“One of the things we’re suggesting is to remove this uncertainty by updating the regulations to allow higher blending limits for biobutanol,” Slating said. “The interesting thing here is that the EPA could actually do this on their own. The regulation that effectively sets the default blending limit for biobutanol is simply an agency interpretation of an undefined phrase enacted by Congress. Specifically, the Clean Air Act says that no fuel manufacturer can commercialize a new fuel that is not ‘substantially similar’ to the fuel that the EPA uses in its emissions certification process. As Congress opted to not specify what constitutes a ‘substantially similar’ fuel, the task is left to the EPA’s discretion.”
“The permissible blending limits for alcohol-based biofuels are closely tied to the oxygen content of the finished fuel,” Kesan said. “In the past, the EPA has agreed that fuels containing up to a certain oxygen-content have no negative effects on engine emissions. Well, if that’s the case, then let’s simplify the regulations and allow all fuels to contain this level of oxygen. This would provide a larger potential market for biobutanol manufacturers without the need for them to endure the unnecessary uncertainty associated with trying to rely on a pre-existing fuel waiver.”
A fast-track review process should also be created for new fuel waivers relating to emerging biofuels that have been designated as compliant with the Renewable Fuel Standard, the authors argue.
“If the RFS is going to achieve its goal of incentivizing the deployment of second-generation biofuels, then manufacturers need to be assured that there will be no unnecessary delay in the fuel waiver process,” Slating said. “While Congress intended this process to focus on a fuel’s effects on engine emissions, opponents of biofuels have tried to turn the process into a forum to debate every aspect of biofuel production and use.”
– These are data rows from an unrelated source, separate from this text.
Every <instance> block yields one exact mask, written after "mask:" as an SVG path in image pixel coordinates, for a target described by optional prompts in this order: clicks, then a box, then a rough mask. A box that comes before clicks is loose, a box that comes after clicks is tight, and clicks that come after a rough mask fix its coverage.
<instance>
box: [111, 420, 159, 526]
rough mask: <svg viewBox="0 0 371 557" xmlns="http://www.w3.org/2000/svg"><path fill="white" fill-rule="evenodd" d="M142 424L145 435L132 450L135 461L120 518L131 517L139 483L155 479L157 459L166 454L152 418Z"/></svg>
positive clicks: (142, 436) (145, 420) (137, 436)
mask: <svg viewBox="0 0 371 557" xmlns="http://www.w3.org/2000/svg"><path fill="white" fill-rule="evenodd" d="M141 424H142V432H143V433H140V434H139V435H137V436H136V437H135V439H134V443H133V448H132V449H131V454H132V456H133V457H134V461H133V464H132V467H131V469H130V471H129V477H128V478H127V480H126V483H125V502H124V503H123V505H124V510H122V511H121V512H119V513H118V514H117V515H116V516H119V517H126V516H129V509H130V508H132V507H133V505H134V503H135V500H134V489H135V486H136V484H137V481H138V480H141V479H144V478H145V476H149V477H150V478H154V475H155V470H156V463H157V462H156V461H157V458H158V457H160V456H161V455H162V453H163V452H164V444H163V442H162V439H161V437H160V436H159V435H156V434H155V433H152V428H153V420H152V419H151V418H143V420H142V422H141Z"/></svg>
The authors also contend that new biofuels like biobutanol have the potential to spur rural economic development.
“Since the biomass feedstocks needed to produce liquid biofuels are cultivated in rural areas, an expansion in the use of biofuels will increase demand for these biomass feedstocks and act as a driver for rural economic development,” Kesan said. “The facilities needed to convert these biomass feedstocks into biofuels will also likely be sited in rural areas for logistical reasons, and this too will be a boon for rural economies.
“A confluence of interests would be furthered by revamping the way we regulate biofuels.”
The research will be published in a forthcoming issue of the Wisconsin Law Review.